Bird of the Week

Posted

2019/11/bird-of-the-week-Sora-300-300x216.jpg Photo courtesy Charles Martinez

This week’s Bird of the Week, compliments of the Weminuche Audubon Society and Audubon Rockies, is the sora.

The sora is another marshland bird that can be seen here by the patient observer. Spotting this colorful bird may require waiting for it to emerge from dense vegetation to feed in the open. Loud calls from deep within the cattails, especially during breeding season, can alert you to its presence and induce you to stick around.

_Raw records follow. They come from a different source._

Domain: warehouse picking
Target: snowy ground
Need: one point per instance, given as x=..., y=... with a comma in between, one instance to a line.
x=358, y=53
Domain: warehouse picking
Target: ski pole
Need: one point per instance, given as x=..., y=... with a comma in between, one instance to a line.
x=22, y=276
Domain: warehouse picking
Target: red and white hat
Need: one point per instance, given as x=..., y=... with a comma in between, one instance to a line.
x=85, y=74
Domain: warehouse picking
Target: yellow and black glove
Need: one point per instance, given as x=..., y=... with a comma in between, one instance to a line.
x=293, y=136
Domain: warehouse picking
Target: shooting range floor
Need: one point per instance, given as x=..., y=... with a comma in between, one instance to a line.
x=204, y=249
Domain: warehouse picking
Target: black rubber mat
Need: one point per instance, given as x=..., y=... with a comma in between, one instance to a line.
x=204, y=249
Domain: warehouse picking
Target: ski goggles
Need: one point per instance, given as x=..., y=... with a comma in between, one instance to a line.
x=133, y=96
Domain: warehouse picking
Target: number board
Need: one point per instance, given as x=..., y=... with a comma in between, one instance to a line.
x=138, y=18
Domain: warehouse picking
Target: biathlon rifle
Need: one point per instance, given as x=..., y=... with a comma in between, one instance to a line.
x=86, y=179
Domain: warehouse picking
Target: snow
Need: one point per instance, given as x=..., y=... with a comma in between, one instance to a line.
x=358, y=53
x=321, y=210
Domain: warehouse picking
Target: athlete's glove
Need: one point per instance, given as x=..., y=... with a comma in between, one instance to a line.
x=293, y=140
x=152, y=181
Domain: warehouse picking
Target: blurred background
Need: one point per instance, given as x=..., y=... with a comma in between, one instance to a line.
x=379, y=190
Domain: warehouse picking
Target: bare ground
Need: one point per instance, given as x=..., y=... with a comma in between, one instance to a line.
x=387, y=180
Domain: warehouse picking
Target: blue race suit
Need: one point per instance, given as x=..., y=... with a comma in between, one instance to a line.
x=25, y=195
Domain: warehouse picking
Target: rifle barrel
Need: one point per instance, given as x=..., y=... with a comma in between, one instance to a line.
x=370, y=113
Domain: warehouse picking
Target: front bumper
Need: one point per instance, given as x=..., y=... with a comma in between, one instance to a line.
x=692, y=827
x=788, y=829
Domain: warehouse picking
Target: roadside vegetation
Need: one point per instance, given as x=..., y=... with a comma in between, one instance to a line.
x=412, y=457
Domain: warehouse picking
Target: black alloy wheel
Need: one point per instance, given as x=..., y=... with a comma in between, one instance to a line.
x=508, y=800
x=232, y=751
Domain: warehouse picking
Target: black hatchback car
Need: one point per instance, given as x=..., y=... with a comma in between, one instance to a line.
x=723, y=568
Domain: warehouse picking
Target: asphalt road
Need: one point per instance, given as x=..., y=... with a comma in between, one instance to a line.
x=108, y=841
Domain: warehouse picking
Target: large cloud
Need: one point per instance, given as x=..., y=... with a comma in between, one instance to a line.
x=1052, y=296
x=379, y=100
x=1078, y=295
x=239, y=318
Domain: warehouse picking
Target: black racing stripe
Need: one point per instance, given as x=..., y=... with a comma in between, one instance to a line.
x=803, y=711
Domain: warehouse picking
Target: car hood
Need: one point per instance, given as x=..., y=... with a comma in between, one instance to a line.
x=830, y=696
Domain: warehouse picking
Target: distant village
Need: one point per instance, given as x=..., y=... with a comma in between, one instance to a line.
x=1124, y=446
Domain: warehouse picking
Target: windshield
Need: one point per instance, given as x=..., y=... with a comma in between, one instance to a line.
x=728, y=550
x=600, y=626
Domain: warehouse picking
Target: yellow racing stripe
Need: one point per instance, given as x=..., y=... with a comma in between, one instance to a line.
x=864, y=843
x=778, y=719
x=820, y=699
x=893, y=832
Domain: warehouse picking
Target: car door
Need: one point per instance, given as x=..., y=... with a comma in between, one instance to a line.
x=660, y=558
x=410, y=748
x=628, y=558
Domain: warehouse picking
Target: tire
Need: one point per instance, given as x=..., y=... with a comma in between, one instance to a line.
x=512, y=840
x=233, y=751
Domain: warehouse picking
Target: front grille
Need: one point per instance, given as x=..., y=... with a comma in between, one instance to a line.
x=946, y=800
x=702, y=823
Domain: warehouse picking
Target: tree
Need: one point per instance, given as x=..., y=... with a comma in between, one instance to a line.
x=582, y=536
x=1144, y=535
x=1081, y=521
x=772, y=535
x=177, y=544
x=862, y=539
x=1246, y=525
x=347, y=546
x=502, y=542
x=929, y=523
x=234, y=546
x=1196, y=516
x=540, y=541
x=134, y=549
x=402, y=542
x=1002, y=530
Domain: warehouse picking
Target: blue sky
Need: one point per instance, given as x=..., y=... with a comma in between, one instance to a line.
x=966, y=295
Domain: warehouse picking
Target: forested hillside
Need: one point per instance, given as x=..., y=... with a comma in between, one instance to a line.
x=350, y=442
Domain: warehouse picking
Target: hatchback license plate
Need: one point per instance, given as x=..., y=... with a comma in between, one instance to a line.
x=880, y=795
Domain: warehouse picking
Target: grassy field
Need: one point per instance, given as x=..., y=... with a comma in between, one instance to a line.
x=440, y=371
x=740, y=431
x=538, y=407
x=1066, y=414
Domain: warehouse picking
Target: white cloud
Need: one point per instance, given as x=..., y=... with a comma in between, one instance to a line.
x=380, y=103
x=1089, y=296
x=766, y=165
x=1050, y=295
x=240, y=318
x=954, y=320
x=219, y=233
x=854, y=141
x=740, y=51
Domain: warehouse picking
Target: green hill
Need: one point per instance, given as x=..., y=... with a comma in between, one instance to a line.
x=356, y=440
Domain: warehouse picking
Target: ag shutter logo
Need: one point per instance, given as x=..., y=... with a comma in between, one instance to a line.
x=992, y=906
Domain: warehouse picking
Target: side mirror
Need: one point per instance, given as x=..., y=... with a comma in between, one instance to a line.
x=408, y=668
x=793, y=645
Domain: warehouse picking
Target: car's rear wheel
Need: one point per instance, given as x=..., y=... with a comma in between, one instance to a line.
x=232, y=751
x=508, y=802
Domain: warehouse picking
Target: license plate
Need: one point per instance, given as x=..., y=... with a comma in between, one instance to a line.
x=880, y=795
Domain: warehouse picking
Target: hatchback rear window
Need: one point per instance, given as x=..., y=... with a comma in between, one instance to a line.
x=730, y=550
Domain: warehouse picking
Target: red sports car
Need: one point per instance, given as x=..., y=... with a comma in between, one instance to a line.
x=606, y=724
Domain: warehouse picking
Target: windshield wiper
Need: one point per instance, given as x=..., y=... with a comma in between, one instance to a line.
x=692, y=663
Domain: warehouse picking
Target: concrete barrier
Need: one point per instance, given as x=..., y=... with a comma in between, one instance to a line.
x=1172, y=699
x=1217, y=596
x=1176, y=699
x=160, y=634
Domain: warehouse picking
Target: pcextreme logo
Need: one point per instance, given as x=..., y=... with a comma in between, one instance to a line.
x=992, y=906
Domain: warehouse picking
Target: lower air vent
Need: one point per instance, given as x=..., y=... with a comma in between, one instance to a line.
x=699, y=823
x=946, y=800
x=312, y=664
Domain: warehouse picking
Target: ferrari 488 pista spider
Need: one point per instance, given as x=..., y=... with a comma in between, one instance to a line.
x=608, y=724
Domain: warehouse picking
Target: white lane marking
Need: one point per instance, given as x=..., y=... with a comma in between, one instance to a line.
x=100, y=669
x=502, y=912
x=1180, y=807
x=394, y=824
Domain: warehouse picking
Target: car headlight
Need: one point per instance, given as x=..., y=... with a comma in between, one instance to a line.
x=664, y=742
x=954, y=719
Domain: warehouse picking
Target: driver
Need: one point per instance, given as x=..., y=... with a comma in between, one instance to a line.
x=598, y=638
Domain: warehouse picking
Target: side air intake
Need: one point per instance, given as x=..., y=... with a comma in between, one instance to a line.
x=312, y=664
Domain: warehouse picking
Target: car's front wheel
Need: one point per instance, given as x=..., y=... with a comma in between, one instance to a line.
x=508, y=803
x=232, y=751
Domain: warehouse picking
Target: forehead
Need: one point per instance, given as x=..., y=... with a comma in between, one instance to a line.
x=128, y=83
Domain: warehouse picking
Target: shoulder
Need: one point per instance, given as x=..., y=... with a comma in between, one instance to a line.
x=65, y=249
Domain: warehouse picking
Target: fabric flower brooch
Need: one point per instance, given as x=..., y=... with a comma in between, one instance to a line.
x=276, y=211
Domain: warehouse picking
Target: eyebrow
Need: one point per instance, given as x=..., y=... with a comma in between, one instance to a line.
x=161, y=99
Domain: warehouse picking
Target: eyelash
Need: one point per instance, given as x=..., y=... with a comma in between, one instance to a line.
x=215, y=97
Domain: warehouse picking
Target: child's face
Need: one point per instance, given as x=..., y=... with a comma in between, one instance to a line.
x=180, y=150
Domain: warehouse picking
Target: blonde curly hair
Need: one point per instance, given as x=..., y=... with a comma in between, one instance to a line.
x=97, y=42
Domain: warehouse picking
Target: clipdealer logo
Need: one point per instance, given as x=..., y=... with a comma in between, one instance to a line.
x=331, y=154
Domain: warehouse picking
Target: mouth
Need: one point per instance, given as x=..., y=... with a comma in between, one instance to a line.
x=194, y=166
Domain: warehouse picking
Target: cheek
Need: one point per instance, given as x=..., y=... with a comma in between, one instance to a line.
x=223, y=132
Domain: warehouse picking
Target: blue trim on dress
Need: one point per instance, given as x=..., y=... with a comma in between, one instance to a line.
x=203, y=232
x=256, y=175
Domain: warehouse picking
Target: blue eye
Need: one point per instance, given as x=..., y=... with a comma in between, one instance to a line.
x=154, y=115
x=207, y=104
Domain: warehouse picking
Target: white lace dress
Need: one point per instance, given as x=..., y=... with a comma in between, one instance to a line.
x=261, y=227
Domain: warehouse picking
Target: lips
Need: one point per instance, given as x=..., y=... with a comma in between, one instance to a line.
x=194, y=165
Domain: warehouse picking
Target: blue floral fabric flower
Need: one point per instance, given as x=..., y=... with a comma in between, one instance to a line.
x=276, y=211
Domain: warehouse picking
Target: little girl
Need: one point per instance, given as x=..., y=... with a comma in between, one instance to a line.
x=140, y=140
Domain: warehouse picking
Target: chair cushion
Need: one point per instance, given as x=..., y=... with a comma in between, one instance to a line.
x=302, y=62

An adult sora is a small, chubby bird with a mottled brown back, black and white banding on the underside, and a gray face with a black mask. Its thick, stubby, yellow bill distinguishes it from the similar Virginia rail whose bill is longer and orange. Long toes allow the sora to walk on floating vegetation and are used to rake the bottom for food. Its short tail is usually held upright, exposing white undersides.

Inhabitants of freshwater wetlands with cattails, sedges and rushes, the sora feeds primarily on seeds, but also eats invertebrates, including snails, dragonflies, flies and beetles.

Soras are the most numerous and widespread members of the rail family in North America. Although they are known to migrate long distances, as far as Central and South America, for the winter, our warm water wetlands along the Riverwalk allow at least a few individuals to stay here well into winter.

Like many of the bird species identified in Audubon’s recent report, “Survival by Degrees,” the sora’s range is predicted to shift north in a warming climate.